It isn’t that robbers are around every corner. But they do take us by surprise and they can target anyone.
The FBI defines robbery as “the taking or attempting to take anything of value under confrontational circumstances from the control, custody, or care of another person by force or threat of force or violence and/or by putting the victim in fear of immediate harm.”
That’s a grim definition. However, there are things you can do to reduce your chances of being robbed and there are ways to react while being robbed and after. The most important thing to do in all circumstances is give the robber what he or she wants: don’t fight back and risk your life. It simply isn’t worth it.
Here are some tips to keep in mind that will greatly reduce your chance of being robbed in and near your home:
- Don’t allow strangers into your home even if they say they’re are hurt or need help. Keep the door locked and call the police for them.

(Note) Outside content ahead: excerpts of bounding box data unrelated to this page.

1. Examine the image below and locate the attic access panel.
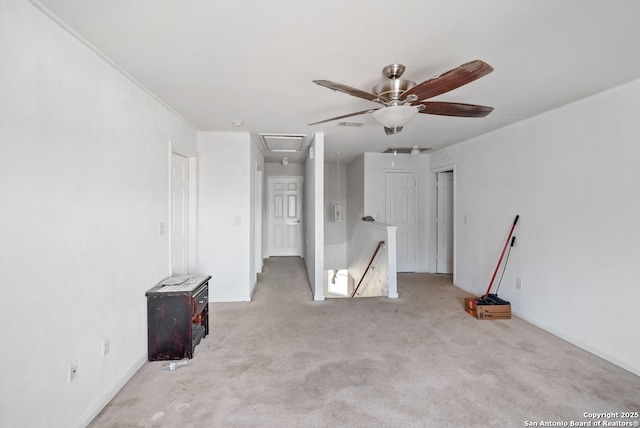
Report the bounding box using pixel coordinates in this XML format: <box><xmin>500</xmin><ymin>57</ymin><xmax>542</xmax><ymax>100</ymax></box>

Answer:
<box><xmin>260</xmin><ymin>134</ymin><xmax>307</xmax><ymax>153</ymax></box>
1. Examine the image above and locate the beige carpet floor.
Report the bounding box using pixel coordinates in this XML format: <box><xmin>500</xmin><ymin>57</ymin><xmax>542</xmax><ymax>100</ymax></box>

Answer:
<box><xmin>90</xmin><ymin>257</ymin><xmax>640</xmax><ymax>428</ymax></box>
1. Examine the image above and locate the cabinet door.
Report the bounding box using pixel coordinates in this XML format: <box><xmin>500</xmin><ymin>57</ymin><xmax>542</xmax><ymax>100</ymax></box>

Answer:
<box><xmin>147</xmin><ymin>295</ymin><xmax>193</xmax><ymax>361</ymax></box>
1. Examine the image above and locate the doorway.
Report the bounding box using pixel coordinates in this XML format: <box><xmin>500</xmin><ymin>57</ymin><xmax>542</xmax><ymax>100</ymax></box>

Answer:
<box><xmin>435</xmin><ymin>171</ymin><xmax>454</xmax><ymax>274</ymax></box>
<box><xmin>267</xmin><ymin>176</ymin><xmax>304</xmax><ymax>257</ymax></box>
<box><xmin>385</xmin><ymin>172</ymin><xmax>418</xmax><ymax>272</ymax></box>
<box><xmin>169</xmin><ymin>143</ymin><xmax>198</xmax><ymax>275</ymax></box>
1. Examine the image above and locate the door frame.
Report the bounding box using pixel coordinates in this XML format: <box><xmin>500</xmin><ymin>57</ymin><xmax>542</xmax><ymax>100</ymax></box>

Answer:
<box><xmin>429</xmin><ymin>164</ymin><xmax>458</xmax><ymax>278</ymax></box>
<box><xmin>384</xmin><ymin>169</ymin><xmax>420</xmax><ymax>272</ymax></box>
<box><xmin>166</xmin><ymin>140</ymin><xmax>198</xmax><ymax>275</ymax></box>
<box><xmin>264</xmin><ymin>175</ymin><xmax>305</xmax><ymax>258</ymax></box>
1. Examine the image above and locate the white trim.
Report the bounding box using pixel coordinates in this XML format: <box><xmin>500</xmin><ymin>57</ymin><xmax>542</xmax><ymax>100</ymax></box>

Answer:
<box><xmin>166</xmin><ymin>140</ymin><xmax>199</xmax><ymax>274</ymax></box>
<box><xmin>76</xmin><ymin>352</ymin><xmax>147</xmax><ymax>428</ymax></box>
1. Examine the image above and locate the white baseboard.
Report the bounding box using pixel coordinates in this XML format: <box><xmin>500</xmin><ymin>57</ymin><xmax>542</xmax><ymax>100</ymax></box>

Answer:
<box><xmin>76</xmin><ymin>352</ymin><xmax>147</xmax><ymax>428</ymax></box>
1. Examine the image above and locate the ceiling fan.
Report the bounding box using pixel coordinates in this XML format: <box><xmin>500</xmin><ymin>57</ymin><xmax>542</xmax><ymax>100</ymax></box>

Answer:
<box><xmin>309</xmin><ymin>60</ymin><xmax>493</xmax><ymax>135</ymax></box>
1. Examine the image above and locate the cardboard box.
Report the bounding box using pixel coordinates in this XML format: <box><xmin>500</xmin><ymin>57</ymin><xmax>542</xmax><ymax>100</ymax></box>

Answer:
<box><xmin>464</xmin><ymin>297</ymin><xmax>511</xmax><ymax>320</ymax></box>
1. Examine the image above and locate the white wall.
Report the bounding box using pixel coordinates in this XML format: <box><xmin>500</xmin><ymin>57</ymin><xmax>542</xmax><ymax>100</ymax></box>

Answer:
<box><xmin>345</xmin><ymin>154</ymin><xmax>365</xmax><ymax>242</ymax></box>
<box><xmin>304</xmin><ymin>132</ymin><xmax>325</xmax><ymax>300</ymax></box>
<box><xmin>198</xmin><ymin>132</ymin><xmax>262</xmax><ymax>302</ymax></box>
<box><xmin>0</xmin><ymin>0</ymin><xmax>196</xmax><ymax>427</ymax></box>
<box><xmin>324</xmin><ymin>163</ymin><xmax>348</xmax><ymax>270</ymax></box>
<box><xmin>431</xmin><ymin>76</ymin><xmax>640</xmax><ymax>374</ymax></box>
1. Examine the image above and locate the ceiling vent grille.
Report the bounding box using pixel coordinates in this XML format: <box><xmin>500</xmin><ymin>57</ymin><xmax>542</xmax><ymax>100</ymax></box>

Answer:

- Don’t advertise that you live alone.
- Don’t be afraid to call us to investigate suspicious circumstances, unusual people or strange noises.
- When you move into a new home or apartment, change the locks if you own it or ask the manager to change them if you rent.
- Don’t leave notes on your door announcing when you will be home.
- Keep outdoor lights on at night.
- If you arrive home and your door is open or things appear to be out of place, don’t go in. Leave and call 911.
Most of these tips may seem like common sense. However, if you follow them you may ward off an encounter with a robber. If you are unfortunate enough to be accosted, stay calm and comply with the robber’s instructions. In most situations, it isn’t worth it to fight back. Then, when he or she is gone, call law enforcement immediately.